# Possibility of podcasts detailing UNIX/FreeBSD history?



## retrogamer (Aug 3, 2014)

I thought I would bring this up, as I recently listened to the full run of Carl Malamud's Geek of the Week podcasts.  http://town.hall.org/radio/Geek/  These are being used as examples of prior art in the EFF and Adam Carolla's efforts to invalidate some of Personal Audio's patents.  https://www.techdirt.com/articles/20130 ... orks.shtml  They were quite informative to me, as someone born in the 80's, anyway.  At the same time, I've also enjoyed reading Rudd Canaday's blog, especially as it relates to his time at Bell Labs.  http://ruddcanaday.com/blog/

So, what this brings me to, is this:  A lot of people involved with the early days of UNIX and the early days of BSD are getting older, and chances to interview them will become more limited.  As much as I enjoy TWIT, BSDTalk, BSD Now, etc. style podcasts, it seems to me interview-style podcasts that documented a lot of the history that could gradually be lost would be worthwhile.

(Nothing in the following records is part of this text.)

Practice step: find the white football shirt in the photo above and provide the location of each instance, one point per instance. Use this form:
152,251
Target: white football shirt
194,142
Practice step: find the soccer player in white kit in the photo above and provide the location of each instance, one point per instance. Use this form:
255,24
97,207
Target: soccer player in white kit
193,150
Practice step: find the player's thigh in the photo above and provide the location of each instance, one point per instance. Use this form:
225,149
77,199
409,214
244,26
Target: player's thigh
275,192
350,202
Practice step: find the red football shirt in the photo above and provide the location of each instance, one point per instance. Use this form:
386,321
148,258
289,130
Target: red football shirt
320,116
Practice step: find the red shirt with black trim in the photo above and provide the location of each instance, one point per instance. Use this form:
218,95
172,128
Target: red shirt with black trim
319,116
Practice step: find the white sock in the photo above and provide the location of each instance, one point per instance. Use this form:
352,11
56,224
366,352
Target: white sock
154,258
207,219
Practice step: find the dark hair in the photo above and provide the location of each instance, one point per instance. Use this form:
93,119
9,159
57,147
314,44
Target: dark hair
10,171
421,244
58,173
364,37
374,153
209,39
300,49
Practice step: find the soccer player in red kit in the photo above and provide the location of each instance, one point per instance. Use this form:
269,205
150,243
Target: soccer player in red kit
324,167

As far as I know, no one is producing content like that at the moment.  Just a random thought I had, I have no clue as to how many people aside from me would enjoy something like this.  I know you could say "Why don't you do it?", but I'm just a FreeBSD user, not at all qualified to undertake something like this, so I thought I'd just throw it out there.


----------



## bsdkeith (Aug 3, 2014)

I think that is a good idea, there are plenty of books with early unix history, but it would be nice to have it 'straight from the horses mouth', from those that actually got us to where we are today. 
(Likewise, I am just a user, who tries helping out where I can, in the true spirit of FOSS.)


----------